As most of you probably know, Microsoft is a land of acronyms. We mostly prefer the 3-letter variety here (TLAs), but I’ve been spending a lot of time lately thinking about one of the 4-letter ones: RANU. RunAs Normal User.
Just to be clear about what I mean, I’m talking about one of the hurdles we set and will clear for Visual Studio – the Visual Studio environment must be able to run when the logged-on user has only* Normal User privileges (that is, does not belong to the Administrator or Power User groups). I put an asterisk there because I’m sure there will be various exceptions to the rule, but that’s generally a pretty rigid criteria.
Note that this applies to the Team System client features as much as the rest of Visual Studio, which is why I’ve been thinking about it a lot lately. Being able to run as Normal User is an important layer of defense when it comes to using your computer securely — that’s a big part of where the requirement comes from. The fact that many corporate LAN users aren’t admins on their machines is a concrete demonstration of both the value of the defense and the need for our software to play well with it.
Yet, as has been said elsewhere, FAR too many people out there are admins on their machines. Even I’m guilty of it. There are various reasons, even a few reasonably-valid ones. This sort of strays into the territory of where if the user can’t do something painlessly, it’s just not good enough yet. In some ways it doesn’t matter if a feature is there, if it’s well-documented, if it’s A Best Practice, etc. — if it doesn’t just work, then it isn’t done yet.
Windows is, as a product of its own history (IMHO), at this point as far as the default user being an Administrator is concerned. There *are* now various facilities there that make it very *possible* to run as a normal user by default, and temporarily elevate to Admin privileges when necessary, in a controlled fashion. But it’s by no means painless/discoverable/easy — however you want to characterize it. That’s part of the problem. The other problem, of course, is that too much software out there – some MS software to be sure, but boatloads of 3rd-party software as well – either take for granted that the running user is an Admin, or (essentially) require the user to be, sometimes with spectacular results if they’re not.

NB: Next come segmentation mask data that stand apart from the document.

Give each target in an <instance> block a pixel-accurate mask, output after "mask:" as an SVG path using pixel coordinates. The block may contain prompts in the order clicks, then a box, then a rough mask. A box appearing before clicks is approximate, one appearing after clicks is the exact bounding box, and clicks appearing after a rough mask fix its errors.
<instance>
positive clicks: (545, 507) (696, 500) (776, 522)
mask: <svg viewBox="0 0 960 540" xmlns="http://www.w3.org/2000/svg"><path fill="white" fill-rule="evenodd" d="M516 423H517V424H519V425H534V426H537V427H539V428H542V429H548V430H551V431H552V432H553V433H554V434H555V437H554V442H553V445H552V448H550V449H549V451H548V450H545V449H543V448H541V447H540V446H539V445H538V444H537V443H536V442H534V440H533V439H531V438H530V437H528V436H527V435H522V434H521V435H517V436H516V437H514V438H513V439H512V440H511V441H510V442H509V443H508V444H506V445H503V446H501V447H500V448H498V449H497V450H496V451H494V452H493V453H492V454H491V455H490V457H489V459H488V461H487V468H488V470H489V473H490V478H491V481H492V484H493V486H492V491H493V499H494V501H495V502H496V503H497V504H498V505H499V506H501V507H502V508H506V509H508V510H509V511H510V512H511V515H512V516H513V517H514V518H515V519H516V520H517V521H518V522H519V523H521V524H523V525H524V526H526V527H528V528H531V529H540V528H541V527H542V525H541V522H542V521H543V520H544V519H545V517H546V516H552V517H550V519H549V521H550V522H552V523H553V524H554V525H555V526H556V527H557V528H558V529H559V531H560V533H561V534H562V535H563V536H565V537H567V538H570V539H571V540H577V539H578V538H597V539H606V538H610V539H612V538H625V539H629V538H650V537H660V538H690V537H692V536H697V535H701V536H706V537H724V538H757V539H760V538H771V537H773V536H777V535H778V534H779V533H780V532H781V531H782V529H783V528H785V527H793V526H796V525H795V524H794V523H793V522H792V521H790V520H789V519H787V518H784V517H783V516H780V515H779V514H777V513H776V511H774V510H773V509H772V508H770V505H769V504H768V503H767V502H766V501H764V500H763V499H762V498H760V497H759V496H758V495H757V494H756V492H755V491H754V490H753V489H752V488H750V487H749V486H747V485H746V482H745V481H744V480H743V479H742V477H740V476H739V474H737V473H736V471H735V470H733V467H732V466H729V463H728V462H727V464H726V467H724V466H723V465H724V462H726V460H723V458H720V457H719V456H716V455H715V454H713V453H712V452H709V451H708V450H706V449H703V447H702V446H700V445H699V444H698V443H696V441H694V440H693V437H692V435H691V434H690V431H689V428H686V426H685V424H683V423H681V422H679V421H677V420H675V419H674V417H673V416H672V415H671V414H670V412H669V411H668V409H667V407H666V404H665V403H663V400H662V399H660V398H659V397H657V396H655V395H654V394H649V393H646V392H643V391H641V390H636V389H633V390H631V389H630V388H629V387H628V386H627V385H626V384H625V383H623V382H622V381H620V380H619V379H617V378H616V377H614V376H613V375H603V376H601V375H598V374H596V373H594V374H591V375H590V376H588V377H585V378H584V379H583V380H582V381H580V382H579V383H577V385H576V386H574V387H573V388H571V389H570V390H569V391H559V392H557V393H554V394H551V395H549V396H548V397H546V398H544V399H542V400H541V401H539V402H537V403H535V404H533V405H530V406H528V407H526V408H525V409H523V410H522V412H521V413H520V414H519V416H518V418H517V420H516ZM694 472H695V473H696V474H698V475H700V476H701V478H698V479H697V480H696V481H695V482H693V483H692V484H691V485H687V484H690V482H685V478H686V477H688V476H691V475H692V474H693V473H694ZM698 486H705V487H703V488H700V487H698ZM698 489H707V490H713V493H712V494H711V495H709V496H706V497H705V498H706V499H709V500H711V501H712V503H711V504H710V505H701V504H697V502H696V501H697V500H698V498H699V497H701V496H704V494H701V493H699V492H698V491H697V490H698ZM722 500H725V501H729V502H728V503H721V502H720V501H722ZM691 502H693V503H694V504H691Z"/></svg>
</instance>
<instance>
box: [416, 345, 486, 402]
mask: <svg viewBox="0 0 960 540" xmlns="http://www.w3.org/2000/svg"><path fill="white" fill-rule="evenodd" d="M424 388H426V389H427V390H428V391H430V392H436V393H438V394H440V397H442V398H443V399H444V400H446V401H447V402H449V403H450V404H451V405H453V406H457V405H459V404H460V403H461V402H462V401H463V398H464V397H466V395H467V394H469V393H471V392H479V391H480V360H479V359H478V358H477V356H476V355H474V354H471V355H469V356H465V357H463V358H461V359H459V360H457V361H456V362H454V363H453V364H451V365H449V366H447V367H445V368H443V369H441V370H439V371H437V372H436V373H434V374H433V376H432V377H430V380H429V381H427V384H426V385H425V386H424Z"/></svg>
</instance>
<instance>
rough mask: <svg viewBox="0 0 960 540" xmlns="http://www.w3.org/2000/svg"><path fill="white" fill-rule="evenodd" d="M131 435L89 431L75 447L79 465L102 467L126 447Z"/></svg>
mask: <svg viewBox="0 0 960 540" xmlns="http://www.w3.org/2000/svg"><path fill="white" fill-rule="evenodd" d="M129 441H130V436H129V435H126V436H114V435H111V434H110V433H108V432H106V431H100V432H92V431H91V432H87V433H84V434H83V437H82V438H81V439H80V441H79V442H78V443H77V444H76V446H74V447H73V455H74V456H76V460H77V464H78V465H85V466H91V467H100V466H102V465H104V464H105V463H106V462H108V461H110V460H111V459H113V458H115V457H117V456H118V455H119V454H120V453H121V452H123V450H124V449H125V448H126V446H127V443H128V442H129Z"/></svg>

For example: Practically every PC game out there – *still* – seems to expect the running (not just installing) user to be admin. They want to write/modify some set of files that live in their install folder – %systemdrive%\program files by default. Well, as some of you know and others may not, Joe Normal User can’t modify or create files anywhere under Program Files (by default). There are a few games out there that store configuration/save data in better places, such as under Documents and Settings\<current user> somewhere, but they still seem to be the exception rather than the rule.
As long as it’s hard to run as normal user – either because the OS doesn’t help you deal with it, or because lots of software expects it, or both – it will be hard to convince many users out there to “play it safe”, because it’s too much work and you may never see a return on your extra effort (after all, it is a layer of defense, hardly the only aspect of safe computing). But, it’s something I’m going to start pushing myself to do, and I figure it’s a good thing to start encouraging others to do as well.
Now, on to the good news and a group “challenge”. I said it’s still not easy to “RANU”, but I want to see just how easy I can make it, with your help. I started to write up some features and tips/tricks I’ve picked up over time about how to deal with this, but I just got pointed at Peter Torr’s thoughts on the subject, and he did a great job of covering what I know about the subject and then some. So, take a look at his post and feel free to post your own thoughts, any additional tips or tricks you know about, and so on. It will ultimately fall to the Windows team to really make this layer of defense as painless as possible, but that doesn’t mean there’s nothing we can do in the meantime.